Jenny Lee Morris inspects a nice, fat bunch of asparagus spears, the last of the season, and sniffs a fragrant twist of thyme. She’s the general manager at the hottest new restaurant on the North Fork, Love Lane Kitchen in Mattituck. “I’m out scouting ingredients,” she says. “And ideas. I think I found a few.”
In an imaginative offshoot of the community-supported agriculture (CSA) subscription program at Sang Lee Farm in Peconic, some of the CSA’s 120 members are getting together now and then to talk about the vegetables in their weekly basket and share ideas about how to prepare them.
“Finding easy, family-pleasing recipes can be a challenge,” admits Karen Lee, who guides the group and whips up simple dishes on the spot.
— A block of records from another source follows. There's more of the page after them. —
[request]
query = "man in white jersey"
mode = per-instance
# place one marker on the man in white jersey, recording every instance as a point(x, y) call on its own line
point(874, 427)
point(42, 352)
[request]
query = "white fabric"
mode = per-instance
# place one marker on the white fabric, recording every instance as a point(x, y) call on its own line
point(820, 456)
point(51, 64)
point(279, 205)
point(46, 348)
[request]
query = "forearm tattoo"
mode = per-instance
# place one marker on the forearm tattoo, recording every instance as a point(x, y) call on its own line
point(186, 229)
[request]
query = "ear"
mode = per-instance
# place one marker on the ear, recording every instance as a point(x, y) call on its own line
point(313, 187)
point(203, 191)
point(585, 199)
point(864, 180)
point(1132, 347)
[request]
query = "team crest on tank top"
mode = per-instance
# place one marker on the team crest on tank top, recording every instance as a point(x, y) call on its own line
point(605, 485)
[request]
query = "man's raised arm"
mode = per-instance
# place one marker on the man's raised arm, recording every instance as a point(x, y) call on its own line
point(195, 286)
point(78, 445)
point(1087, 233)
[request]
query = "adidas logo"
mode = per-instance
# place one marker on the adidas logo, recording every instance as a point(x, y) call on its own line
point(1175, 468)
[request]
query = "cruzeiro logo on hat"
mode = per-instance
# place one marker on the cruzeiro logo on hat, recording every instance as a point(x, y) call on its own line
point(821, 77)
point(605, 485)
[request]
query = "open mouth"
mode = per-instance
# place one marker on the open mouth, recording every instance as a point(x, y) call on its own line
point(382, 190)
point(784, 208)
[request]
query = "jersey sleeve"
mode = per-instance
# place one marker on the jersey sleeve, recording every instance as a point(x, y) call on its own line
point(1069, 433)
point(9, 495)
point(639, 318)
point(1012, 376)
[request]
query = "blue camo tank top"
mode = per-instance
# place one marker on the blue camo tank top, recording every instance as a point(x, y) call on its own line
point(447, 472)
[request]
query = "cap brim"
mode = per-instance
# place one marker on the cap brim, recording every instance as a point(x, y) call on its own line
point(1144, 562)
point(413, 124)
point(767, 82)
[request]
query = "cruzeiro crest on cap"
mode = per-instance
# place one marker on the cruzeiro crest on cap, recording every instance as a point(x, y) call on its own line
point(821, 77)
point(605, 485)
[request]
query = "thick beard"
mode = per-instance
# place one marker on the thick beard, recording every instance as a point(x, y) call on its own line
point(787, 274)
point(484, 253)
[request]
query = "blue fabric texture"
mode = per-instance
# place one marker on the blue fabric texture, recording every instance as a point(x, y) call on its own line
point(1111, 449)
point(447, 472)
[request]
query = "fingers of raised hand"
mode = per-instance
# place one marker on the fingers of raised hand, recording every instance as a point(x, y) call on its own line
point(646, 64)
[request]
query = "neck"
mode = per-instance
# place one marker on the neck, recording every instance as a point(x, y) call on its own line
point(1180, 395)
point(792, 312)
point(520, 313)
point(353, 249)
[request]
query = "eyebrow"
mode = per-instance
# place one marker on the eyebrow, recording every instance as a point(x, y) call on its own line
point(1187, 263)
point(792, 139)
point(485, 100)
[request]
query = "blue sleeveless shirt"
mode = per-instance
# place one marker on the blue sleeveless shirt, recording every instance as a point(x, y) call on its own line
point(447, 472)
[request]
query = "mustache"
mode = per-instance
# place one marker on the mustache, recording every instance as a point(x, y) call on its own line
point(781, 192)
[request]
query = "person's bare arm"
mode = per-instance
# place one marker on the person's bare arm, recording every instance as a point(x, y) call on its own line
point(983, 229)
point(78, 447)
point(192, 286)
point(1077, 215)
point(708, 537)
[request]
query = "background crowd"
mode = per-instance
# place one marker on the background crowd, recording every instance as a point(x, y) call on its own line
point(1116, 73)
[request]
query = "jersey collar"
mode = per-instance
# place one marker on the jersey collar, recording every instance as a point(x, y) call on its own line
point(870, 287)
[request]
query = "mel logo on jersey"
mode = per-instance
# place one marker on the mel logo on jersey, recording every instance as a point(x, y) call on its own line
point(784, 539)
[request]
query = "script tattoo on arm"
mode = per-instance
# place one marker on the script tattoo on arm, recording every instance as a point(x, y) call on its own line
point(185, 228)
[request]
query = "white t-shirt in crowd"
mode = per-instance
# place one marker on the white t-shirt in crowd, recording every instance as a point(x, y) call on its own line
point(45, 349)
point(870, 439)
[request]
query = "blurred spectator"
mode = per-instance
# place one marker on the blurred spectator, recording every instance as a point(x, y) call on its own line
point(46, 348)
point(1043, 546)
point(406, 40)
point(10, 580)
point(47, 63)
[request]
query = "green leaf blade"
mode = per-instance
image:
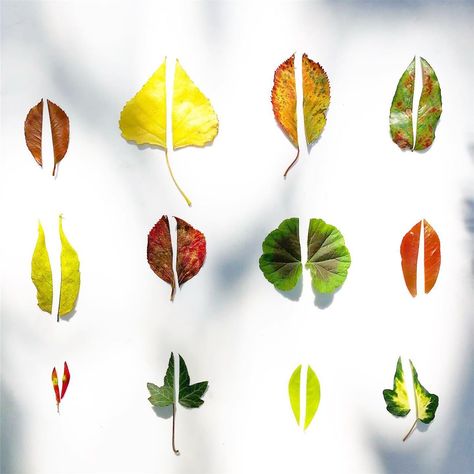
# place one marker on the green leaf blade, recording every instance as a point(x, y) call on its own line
point(401, 110)
point(426, 402)
point(396, 399)
point(280, 262)
point(328, 257)
point(294, 392)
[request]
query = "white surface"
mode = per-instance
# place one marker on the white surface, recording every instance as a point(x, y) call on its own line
point(230, 325)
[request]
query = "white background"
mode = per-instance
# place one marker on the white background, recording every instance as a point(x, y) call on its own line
point(229, 323)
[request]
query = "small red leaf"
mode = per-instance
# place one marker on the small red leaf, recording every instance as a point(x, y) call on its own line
point(65, 381)
point(34, 130)
point(60, 132)
point(54, 378)
point(160, 252)
point(191, 251)
point(432, 256)
point(409, 253)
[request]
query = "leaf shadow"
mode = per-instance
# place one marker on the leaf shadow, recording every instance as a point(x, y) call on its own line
point(295, 293)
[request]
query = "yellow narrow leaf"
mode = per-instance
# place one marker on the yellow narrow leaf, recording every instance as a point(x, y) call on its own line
point(70, 276)
point(316, 96)
point(143, 119)
point(41, 273)
point(193, 117)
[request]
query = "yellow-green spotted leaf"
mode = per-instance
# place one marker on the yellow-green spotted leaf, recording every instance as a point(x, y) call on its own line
point(70, 276)
point(41, 273)
point(294, 392)
point(426, 402)
point(396, 399)
point(313, 396)
point(328, 257)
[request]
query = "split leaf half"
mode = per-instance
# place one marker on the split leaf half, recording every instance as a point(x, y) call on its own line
point(189, 396)
point(59, 122)
point(191, 252)
point(316, 97)
point(194, 121)
point(429, 109)
point(409, 254)
point(312, 394)
point(328, 257)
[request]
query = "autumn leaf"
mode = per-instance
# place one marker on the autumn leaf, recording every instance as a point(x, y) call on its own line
point(160, 252)
point(429, 109)
point(70, 275)
point(328, 257)
point(34, 131)
point(189, 396)
point(409, 254)
point(60, 131)
point(194, 121)
point(281, 258)
point(41, 273)
point(316, 96)
point(396, 399)
point(312, 394)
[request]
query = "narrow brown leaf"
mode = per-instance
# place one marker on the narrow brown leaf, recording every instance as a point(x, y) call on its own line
point(33, 131)
point(60, 132)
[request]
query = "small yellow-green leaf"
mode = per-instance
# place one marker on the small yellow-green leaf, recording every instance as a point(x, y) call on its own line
point(313, 396)
point(70, 276)
point(294, 392)
point(41, 273)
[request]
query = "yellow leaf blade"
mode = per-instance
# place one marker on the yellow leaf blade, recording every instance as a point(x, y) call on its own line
point(41, 273)
point(70, 275)
point(193, 117)
point(143, 119)
point(316, 97)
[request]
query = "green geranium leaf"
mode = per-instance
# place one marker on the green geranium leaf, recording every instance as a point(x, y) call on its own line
point(397, 399)
point(281, 258)
point(328, 257)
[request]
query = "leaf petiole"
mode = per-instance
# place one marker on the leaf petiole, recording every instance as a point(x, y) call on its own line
point(174, 180)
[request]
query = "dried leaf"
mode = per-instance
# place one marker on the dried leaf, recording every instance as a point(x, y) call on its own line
point(432, 258)
point(143, 119)
point(284, 102)
point(191, 251)
point(194, 119)
point(60, 131)
point(34, 130)
point(409, 253)
point(70, 275)
point(316, 96)
point(280, 262)
point(401, 111)
point(429, 108)
point(41, 273)
point(160, 252)
point(328, 257)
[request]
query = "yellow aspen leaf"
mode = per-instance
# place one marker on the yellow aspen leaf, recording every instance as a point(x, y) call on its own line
point(143, 119)
point(193, 117)
point(70, 275)
point(284, 101)
point(41, 273)
point(316, 96)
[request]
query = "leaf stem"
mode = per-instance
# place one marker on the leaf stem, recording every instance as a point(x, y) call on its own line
point(175, 182)
point(176, 451)
point(411, 430)
point(293, 163)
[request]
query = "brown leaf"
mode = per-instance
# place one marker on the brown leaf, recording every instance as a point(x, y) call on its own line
point(191, 251)
point(160, 253)
point(60, 132)
point(33, 131)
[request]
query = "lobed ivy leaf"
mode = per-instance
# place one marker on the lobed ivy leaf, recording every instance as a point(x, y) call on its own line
point(281, 258)
point(328, 257)
point(396, 399)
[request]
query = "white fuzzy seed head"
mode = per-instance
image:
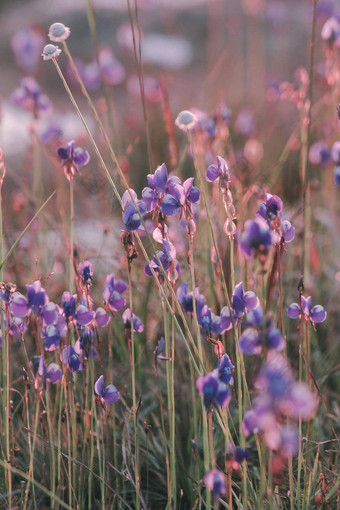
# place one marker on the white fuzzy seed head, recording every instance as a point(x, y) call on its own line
point(186, 120)
point(58, 32)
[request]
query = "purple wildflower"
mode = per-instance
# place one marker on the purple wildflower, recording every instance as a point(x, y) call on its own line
point(72, 157)
point(138, 326)
point(26, 44)
point(257, 238)
point(261, 330)
point(213, 390)
point(109, 395)
point(131, 217)
point(71, 359)
point(112, 293)
point(85, 269)
point(30, 97)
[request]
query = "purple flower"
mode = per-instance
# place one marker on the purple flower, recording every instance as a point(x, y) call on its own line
point(138, 326)
point(257, 238)
point(52, 373)
point(271, 208)
point(68, 304)
point(180, 198)
point(84, 316)
point(213, 390)
point(29, 96)
point(131, 217)
point(102, 319)
point(225, 369)
point(70, 358)
point(26, 44)
point(18, 305)
point(262, 330)
point(110, 394)
point(215, 481)
point(315, 314)
point(112, 293)
point(86, 271)
point(83, 345)
point(72, 157)
point(242, 301)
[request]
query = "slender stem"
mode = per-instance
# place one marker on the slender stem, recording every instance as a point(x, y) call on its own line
point(71, 279)
point(134, 398)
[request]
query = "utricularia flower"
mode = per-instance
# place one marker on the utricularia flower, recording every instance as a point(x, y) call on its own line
point(50, 51)
point(109, 395)
point(72, 157)
point(314, 314)
point(58, 32)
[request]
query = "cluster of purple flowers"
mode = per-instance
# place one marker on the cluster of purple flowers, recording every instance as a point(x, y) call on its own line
point(266, 229)
point(213, 387)
point(279, 397)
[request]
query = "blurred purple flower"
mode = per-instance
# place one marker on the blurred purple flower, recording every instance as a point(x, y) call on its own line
point(261, 330)
point(257, 238)
point(26, 44)
point(112, 293)
point(85, 269)
point(138, 326)
point(213, 390)
point(71, 359)
point(109, 395)
point(29, 96)
point(131, 217)
point(72, 157)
She owns Sang Lee with her husband, Fred, and early in their marriage mastered the basic Cantonese stir-fry and went on to invent “a thousand different uses for bok choy.”
But what a challenge! The raw materials are these incredible vegetables, at the peak of perfection. Like the baby red mustard greens, subtle yet spicy in first leaf, with just a delicate bite. Now’s the time to eat them before the flavor gets downright racy under the hot midsummer sun.
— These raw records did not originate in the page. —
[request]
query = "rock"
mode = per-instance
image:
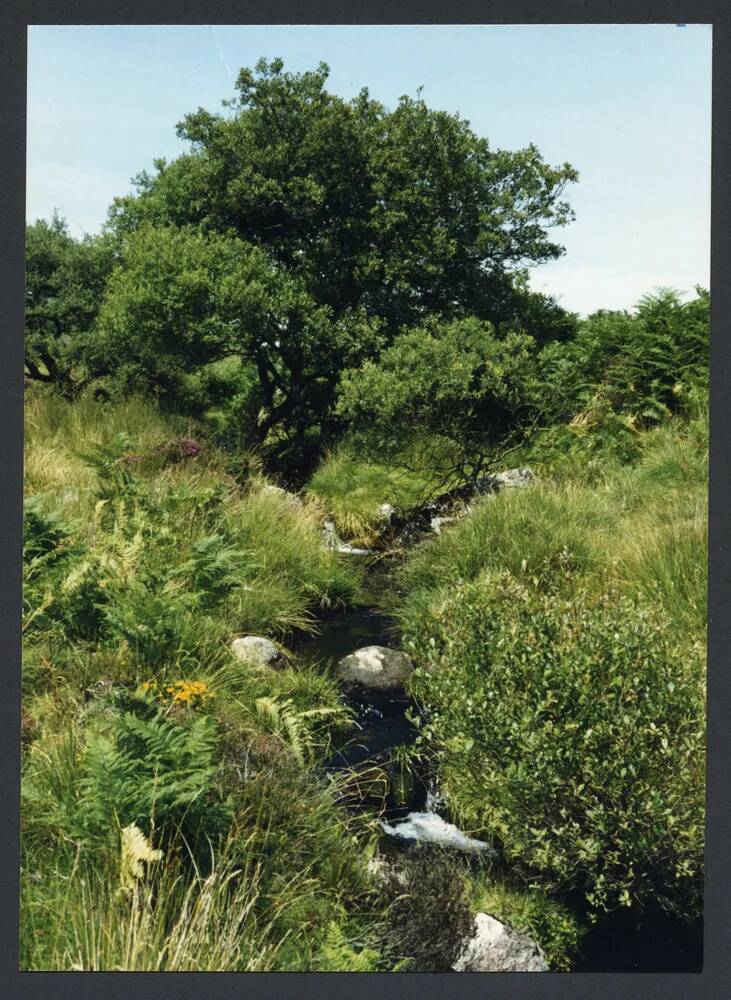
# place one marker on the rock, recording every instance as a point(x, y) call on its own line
point(382, 871)
point(509, 478)
point(333, 541)
point(386, 512)
point(376, 668)
point(495, 947)
point(257, 651)
point(437, 522)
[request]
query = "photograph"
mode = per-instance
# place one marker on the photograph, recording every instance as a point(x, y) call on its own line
point(365, 498)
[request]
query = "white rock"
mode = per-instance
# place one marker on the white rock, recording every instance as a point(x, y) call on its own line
point(495, 947)
point(257, 651)
point(376, 667)
point(437, 522)
point(386, 511)
point(333, 541)
point(515, 477)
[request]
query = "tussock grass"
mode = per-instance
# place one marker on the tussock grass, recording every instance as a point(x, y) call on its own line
point(351, 490)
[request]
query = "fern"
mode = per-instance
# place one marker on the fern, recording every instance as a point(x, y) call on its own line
point(152, 772)
point(298, 729)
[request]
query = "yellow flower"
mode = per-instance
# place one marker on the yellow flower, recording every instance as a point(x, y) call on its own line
point(135, 849)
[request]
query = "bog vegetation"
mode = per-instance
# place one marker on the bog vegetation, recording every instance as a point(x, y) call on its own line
point(331, 296)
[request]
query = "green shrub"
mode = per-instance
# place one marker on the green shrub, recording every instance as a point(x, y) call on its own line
point(570, 733)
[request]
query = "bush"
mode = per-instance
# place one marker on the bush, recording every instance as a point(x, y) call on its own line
point(571, 733)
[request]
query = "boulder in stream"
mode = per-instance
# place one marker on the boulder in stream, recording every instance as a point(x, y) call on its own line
point(496, 947)
point(257, 651)
point(377, 669)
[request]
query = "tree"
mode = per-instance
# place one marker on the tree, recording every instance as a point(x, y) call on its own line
point(454, 394)
point(183, 299)
point(64, 285)
point(641, 363)
point(403, 213)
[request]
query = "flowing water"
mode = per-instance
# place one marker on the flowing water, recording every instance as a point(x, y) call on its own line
point(616, 944)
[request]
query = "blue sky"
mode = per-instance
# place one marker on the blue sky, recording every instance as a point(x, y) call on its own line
point(628, 105)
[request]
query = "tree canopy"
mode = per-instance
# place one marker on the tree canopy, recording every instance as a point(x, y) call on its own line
point(402, 212)
point(301, 234)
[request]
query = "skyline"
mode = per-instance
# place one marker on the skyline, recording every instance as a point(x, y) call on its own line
point(628, 105)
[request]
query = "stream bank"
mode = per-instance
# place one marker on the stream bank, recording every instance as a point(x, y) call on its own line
point(622, 941)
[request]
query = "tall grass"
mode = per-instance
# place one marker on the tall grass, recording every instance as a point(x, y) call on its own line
point(144, 561)
point(351, 490)
point(640, 528)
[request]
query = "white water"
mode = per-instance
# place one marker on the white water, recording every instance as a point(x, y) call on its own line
point(333, 541)
point(430, 828)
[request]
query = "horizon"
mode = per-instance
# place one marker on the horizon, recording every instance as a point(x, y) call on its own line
point(629, 106)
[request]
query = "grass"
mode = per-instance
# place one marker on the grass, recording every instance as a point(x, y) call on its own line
point(559, 637)
point(140, 570)
point(640, 528)
point(551, 924)
point(351, 491)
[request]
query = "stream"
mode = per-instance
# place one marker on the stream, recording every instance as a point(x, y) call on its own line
point(619, 943)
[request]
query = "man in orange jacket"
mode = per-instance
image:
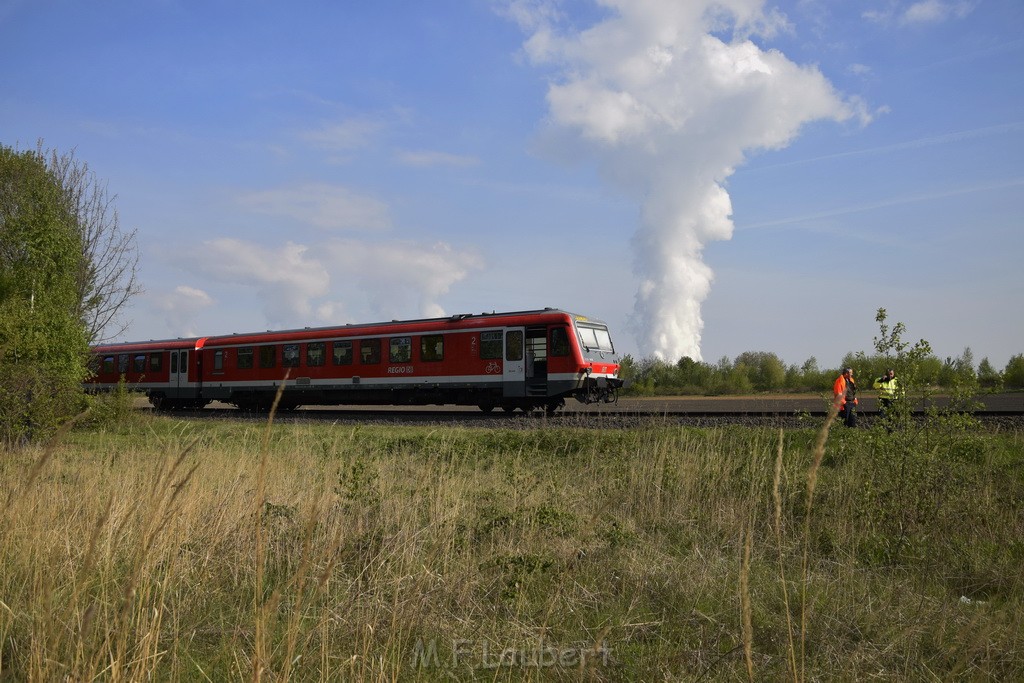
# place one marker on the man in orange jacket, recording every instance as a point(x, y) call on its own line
point(845, 395)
Such things of beauty, these red mustard leaves. Why, the tracery of veins is so intricate …OK, so it was easy to get carried away on this June day, when the basket was brimming with lettuces, peas, scallions and much more. Apparently it’s not an uncommon part of the whole CSA experience.
“I just love getting my basket on Wednesday,” CSA member Paula Daniel enthuses. “I’m so excited to see what’s in it. It makes you want to whip up something special to celebrate summer, and life, and these amazing veggies, but sometimes you just don’t know what to make. So this is great.”
Lee and Borghese keep it pretty down to earth, but, as invariably happens around food and wine, the conversation takes flight. One minute everyone’s delighting in the Fleurette 2005, a lovely dry summer rosé, paired so well with velvety red romaine lettuce and Sang Lee’s sweet ginger dressing. The next, someone’s banging on about gluten intolerance—did you know that soy sauce can cause terrible bloat?
Great gastronomic moments like these are as ephemeral as asparagus in spring. And speaking of asparagus, people had plenty of suggestions beyond the basic (but delicious) boiled and buttered, and it’s the vegetable that Borghese credits with planting the idea for these gatherings.
“I’m so not the cook in our family,” she says. “The kitchen is my husband Marco’s domain and he of course does everything in an Italian way, with olive oil, rosemary, oregano and sea salt. When the asparagus first came in, I kind of asked people what else one can do with it and was just amazed. Everyone has a different recipe.”
Like grilled with garlic, Hawaiian style à la Paula, and, yes, stirfried. Lee recommends tossing asparagus into an oiled wok with chunky chopped onions, matchsticks of yellow carrots “milder and sweeter than the orange ones,” and any good stir-fry sauce. When asparagus season ends, just use red scallions. They’re thick as a thumb and can easily be the star of a dish, not just a sidekick.
“See, they really help you out with the recipes, and these are such interesting people with enlightened views so it’s inspiring,” says CSA member and lifestyle coach Russ L’HommeDieu. “I’ve even started taking cooking classes.”
And now the gatherings have inspired the Thursday Lunch Club, a new series of cooking demos and family-style meals held under the trees at Sang Lee Farm. It’s open to everyone, not just CSA members. The menu is based on that week’s CSA basket as well as what’s available at the farm stand, and paired with Castello di Borghese wines. A post-prandial ramble is, of course, a must, and a walk in the Borghese vineyards led by Ann Marie follows.